Other leading motivations for deepfake video creation include attempts to smear someone’s reputation or social engineering – both examples of fake news.
Political deepfakes underpinned an attempted military coup in Gabon, and were created in India with different languages dubbed on to candidate footage, to reach the largest possible audience.
Deepfakes have been used in blackmail cases, while identity theft is a growing concern in an age when laptops and smartphones often unlock when they ‘see’ our faces.
Fortunately, there are usually tell-tale signs that a video is false, if you know where to look…
How to spot a deepfake
Firstly, ask yourself why you’re being invited to view a particular video.
Is it politically motivated? Is the person purportedly in the video famous? Are their actions plausible?
Secondly, listen to whether the audio soundtrack marries up. If the volume or background noise keeps changing between one person’s voice and another’s, it’s probably a stitch-up.
We naturally focus on the eyes of people in video clips, but eyes are hard to clone. Look for jerky eye movements, unblinking stares, or people seemingly looking in the wrong direction.
Other giveaways include jerky or unnatural body movements, misplaced shadows and odd lighting, blurred edges around hair and teeth, and a lack of emotional expressions.
It’s historically taken hundreds of still photos to accurately transplant facial characteristics from one person to another.
Less source material means less accurate cloning, so you’re unlikely to become a deepfake victim if you only have one or two personal photos online.

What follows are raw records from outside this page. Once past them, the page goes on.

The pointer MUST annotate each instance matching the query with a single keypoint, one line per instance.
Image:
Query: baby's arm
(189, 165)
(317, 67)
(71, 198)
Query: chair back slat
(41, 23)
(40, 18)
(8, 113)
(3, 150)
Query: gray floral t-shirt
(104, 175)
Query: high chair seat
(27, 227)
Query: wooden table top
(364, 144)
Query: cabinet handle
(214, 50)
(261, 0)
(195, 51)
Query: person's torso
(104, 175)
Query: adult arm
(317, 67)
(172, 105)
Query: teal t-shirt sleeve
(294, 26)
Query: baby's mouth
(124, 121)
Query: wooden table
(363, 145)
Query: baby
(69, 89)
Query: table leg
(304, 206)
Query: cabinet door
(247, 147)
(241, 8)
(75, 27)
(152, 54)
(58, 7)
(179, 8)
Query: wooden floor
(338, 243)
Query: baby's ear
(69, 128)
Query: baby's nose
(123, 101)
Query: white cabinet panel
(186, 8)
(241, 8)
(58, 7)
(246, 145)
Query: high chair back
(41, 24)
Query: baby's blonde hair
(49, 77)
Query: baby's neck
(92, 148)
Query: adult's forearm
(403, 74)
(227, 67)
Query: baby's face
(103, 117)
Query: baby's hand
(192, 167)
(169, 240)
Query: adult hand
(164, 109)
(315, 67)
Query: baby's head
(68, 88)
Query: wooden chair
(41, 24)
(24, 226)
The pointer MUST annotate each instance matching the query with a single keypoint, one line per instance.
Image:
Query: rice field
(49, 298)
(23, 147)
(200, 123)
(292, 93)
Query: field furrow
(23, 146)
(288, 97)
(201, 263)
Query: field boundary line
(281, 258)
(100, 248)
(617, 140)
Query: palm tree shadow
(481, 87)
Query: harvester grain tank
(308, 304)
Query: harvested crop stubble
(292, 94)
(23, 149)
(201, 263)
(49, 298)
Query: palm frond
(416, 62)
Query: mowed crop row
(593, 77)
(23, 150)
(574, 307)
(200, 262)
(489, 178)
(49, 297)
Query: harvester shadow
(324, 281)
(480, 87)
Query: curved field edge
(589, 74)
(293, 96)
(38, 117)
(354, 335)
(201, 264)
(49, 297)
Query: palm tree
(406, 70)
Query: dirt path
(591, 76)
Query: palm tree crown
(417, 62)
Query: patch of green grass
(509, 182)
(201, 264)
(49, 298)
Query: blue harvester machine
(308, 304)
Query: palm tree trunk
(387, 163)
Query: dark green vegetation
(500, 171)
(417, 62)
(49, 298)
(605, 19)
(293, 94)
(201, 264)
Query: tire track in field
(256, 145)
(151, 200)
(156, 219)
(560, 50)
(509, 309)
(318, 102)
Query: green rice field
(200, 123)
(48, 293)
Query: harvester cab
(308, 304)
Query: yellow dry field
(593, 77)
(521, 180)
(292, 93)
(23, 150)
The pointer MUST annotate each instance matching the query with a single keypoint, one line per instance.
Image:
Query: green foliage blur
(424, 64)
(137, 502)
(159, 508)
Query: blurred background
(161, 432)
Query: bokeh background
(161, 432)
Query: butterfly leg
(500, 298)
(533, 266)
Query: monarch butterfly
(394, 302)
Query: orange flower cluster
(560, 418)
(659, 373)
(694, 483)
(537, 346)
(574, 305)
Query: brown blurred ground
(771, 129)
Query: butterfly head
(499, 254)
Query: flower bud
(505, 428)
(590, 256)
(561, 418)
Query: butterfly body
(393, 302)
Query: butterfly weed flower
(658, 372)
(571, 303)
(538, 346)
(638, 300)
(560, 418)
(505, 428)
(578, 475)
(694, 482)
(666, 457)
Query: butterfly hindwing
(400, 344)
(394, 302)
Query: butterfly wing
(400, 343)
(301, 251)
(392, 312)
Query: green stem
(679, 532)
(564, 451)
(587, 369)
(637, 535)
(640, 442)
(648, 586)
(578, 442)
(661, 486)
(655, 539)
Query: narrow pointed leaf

Recent AI advances have reduced the number of photos required for a deepfake to a handful, but this technology isn’t yet widely available.
However, the rising scourge of deepfakes provides another example of the dangers inherent in publicising your life across social media accounts.
The best way to avoid becoming a deepfake victim is to not publish selfies, while ensuring profile photos are either colour-tinted, low-resolution, cropped, or taken at an angle.